Comparison to Last Cycle
There are fewer competitive races for the Texas Legislature in 2022 than they were in 2020 because of redistricting. So it is not surprising that the top 3 fundraisers among legislative candidates in 2020 in the last month of the election each raised more than the top fundraiser in 2022 for the same period. Back then the Texas House was in play for Democrats and millions of dollars were spent by both Democrats and their allies seeking to flip the statehouse and Republicans and their allies seeking to maintain their control. In 2020, Texas House and Senate candidates collectively raised $58 million in the last month of the election while only $16 million was raised in 2022 for the same period, eight days ahead of the election.

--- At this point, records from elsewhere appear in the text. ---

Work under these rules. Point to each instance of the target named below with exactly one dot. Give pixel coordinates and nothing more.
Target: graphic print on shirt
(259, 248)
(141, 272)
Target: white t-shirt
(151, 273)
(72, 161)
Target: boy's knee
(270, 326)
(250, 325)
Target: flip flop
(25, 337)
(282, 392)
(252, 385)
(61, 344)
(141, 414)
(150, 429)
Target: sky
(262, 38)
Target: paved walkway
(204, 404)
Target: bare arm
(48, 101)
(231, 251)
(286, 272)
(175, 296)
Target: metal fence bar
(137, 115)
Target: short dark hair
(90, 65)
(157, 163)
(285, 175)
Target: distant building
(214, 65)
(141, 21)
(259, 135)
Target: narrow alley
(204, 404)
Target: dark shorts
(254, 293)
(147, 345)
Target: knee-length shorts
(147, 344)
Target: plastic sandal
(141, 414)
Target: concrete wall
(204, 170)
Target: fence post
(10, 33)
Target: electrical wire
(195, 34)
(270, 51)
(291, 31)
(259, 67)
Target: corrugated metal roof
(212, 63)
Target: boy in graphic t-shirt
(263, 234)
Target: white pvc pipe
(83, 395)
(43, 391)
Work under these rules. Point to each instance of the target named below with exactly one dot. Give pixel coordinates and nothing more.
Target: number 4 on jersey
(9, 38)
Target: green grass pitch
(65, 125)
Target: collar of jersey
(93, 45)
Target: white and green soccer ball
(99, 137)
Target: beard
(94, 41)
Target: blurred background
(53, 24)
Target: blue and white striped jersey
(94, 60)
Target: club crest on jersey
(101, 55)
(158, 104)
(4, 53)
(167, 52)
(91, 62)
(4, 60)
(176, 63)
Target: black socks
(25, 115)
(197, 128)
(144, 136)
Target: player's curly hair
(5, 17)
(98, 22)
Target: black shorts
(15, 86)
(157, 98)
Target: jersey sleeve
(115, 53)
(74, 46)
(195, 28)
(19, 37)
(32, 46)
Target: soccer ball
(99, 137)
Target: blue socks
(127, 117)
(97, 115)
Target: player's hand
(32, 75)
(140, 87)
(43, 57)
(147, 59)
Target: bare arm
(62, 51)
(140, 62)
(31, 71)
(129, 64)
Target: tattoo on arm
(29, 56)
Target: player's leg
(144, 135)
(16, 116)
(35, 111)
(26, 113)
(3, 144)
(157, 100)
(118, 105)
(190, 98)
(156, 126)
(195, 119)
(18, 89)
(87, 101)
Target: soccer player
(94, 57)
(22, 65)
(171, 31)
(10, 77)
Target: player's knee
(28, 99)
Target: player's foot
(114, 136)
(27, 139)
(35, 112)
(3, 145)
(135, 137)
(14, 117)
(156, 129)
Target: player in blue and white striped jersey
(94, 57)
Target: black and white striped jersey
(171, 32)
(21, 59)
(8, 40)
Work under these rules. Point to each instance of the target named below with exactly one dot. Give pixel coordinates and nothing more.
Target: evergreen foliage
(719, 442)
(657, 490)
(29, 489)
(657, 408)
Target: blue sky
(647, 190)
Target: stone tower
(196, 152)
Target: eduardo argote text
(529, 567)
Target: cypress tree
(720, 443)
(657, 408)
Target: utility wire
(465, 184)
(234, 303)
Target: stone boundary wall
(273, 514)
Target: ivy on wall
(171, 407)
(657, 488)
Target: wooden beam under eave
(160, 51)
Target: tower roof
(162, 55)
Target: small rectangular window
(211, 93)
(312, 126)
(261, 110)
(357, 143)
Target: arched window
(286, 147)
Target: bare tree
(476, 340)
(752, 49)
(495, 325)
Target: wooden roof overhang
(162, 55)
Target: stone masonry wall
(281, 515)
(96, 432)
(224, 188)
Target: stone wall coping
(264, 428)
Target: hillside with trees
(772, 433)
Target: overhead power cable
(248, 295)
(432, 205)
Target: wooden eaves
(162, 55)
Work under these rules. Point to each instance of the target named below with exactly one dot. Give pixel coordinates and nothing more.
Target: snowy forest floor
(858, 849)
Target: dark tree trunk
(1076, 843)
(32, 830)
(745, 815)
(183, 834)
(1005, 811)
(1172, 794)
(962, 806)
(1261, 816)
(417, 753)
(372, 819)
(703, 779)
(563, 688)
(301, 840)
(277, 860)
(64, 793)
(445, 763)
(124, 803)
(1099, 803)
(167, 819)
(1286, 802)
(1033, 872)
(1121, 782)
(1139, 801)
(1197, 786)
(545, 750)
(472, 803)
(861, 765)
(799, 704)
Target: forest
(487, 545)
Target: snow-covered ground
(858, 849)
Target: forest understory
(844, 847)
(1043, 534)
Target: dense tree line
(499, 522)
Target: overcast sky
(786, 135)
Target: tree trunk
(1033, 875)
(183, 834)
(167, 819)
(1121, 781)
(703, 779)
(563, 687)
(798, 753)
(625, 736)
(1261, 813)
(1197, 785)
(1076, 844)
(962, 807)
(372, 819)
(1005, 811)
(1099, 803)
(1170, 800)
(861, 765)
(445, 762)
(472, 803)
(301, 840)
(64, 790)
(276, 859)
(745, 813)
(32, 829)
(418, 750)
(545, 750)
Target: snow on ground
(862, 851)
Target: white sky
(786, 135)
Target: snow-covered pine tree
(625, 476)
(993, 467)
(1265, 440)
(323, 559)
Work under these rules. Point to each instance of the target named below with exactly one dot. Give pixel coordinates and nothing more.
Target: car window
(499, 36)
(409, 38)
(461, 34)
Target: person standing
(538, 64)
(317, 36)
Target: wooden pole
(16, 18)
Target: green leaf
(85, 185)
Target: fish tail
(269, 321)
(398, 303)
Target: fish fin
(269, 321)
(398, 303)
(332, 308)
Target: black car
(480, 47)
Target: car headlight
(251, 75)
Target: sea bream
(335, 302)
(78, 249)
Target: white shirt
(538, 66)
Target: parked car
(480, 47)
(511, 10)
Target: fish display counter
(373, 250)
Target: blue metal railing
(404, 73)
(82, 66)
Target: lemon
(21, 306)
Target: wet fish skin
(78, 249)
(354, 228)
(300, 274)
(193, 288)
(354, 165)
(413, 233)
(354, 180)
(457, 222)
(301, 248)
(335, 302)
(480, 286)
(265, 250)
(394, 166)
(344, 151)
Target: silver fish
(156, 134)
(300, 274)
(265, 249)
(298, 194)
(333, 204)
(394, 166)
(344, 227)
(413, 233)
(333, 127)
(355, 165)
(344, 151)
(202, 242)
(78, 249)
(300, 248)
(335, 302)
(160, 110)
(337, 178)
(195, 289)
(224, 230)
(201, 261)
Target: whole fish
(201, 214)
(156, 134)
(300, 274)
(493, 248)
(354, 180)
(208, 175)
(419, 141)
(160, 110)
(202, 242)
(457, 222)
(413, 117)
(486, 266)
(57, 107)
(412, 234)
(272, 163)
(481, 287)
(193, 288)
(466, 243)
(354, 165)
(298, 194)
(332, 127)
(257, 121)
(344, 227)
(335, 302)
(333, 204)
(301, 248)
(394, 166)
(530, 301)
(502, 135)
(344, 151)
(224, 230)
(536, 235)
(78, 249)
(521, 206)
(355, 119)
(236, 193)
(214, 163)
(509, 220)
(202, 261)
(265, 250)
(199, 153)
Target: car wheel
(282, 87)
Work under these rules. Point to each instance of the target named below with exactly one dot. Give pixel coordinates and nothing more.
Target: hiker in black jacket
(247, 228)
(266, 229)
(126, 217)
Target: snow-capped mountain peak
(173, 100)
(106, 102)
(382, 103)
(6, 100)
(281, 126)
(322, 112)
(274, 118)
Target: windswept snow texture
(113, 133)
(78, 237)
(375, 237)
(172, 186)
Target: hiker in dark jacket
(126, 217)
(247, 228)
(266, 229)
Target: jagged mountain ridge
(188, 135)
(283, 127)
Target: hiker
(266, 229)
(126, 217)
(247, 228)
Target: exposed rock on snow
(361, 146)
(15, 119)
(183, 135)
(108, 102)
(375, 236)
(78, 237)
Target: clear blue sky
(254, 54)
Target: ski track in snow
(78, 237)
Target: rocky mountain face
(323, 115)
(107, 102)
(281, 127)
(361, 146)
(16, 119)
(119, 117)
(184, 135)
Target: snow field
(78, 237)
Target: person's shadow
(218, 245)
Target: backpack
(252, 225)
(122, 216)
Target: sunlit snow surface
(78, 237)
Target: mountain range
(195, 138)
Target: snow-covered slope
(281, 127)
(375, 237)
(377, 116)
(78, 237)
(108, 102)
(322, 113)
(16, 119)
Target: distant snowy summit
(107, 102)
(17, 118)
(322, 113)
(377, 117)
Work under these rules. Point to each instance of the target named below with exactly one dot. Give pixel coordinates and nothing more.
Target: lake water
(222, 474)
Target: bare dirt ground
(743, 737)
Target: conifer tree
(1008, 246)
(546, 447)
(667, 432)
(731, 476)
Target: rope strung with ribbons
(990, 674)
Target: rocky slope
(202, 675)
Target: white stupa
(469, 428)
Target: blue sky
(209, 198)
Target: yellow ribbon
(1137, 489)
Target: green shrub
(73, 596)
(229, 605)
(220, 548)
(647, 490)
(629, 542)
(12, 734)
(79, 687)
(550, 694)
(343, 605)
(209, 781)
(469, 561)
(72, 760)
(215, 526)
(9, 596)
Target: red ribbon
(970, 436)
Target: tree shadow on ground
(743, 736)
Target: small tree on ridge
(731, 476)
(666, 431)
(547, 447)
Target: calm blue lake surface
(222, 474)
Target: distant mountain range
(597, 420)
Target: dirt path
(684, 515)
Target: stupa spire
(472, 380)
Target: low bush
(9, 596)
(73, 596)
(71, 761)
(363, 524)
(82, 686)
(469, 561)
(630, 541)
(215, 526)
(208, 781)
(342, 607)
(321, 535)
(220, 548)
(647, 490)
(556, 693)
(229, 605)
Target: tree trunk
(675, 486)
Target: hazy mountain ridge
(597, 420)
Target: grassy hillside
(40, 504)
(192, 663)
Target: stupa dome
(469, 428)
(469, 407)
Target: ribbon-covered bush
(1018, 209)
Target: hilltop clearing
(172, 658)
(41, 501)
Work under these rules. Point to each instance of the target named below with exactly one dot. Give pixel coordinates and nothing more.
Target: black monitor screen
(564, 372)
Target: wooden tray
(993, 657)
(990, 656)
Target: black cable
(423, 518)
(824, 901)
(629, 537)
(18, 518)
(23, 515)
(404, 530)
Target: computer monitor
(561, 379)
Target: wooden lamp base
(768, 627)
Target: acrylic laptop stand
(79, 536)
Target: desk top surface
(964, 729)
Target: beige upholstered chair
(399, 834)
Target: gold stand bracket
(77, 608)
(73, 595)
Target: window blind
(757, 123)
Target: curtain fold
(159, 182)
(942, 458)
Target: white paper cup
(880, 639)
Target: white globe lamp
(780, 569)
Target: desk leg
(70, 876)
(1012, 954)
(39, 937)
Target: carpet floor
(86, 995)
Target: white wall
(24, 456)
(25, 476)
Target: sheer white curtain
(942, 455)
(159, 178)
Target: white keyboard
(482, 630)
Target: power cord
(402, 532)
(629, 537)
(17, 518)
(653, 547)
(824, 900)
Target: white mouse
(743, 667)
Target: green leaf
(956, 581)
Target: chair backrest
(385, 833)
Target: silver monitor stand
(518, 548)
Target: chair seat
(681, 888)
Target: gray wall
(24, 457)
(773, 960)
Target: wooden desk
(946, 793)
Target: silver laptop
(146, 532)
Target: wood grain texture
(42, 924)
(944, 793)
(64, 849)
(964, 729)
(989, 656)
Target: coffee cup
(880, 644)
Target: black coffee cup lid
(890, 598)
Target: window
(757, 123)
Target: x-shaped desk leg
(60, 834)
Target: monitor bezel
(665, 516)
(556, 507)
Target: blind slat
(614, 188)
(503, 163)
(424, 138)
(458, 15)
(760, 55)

In 2020, the top fundraiser among legislative candidates was state Rep. Jeff Leach (R-Plano), who was in one of the vulnerable DFW races. He raised $1.7 million, much of it in-kind contributions by the Texas House, state and national GOP leadership and their allies. Redistricting in 2021 shored up his district. The next two top fundraisers were state Reps. Steve Allison (R-San Antonio) and Angie Chen Button (R-Richardson), who respectively raised $1.6 million and $1.5 million. Both remain in competitive districts after redistricting and are in the top 10 fundraisers among legislative candidates in 2022.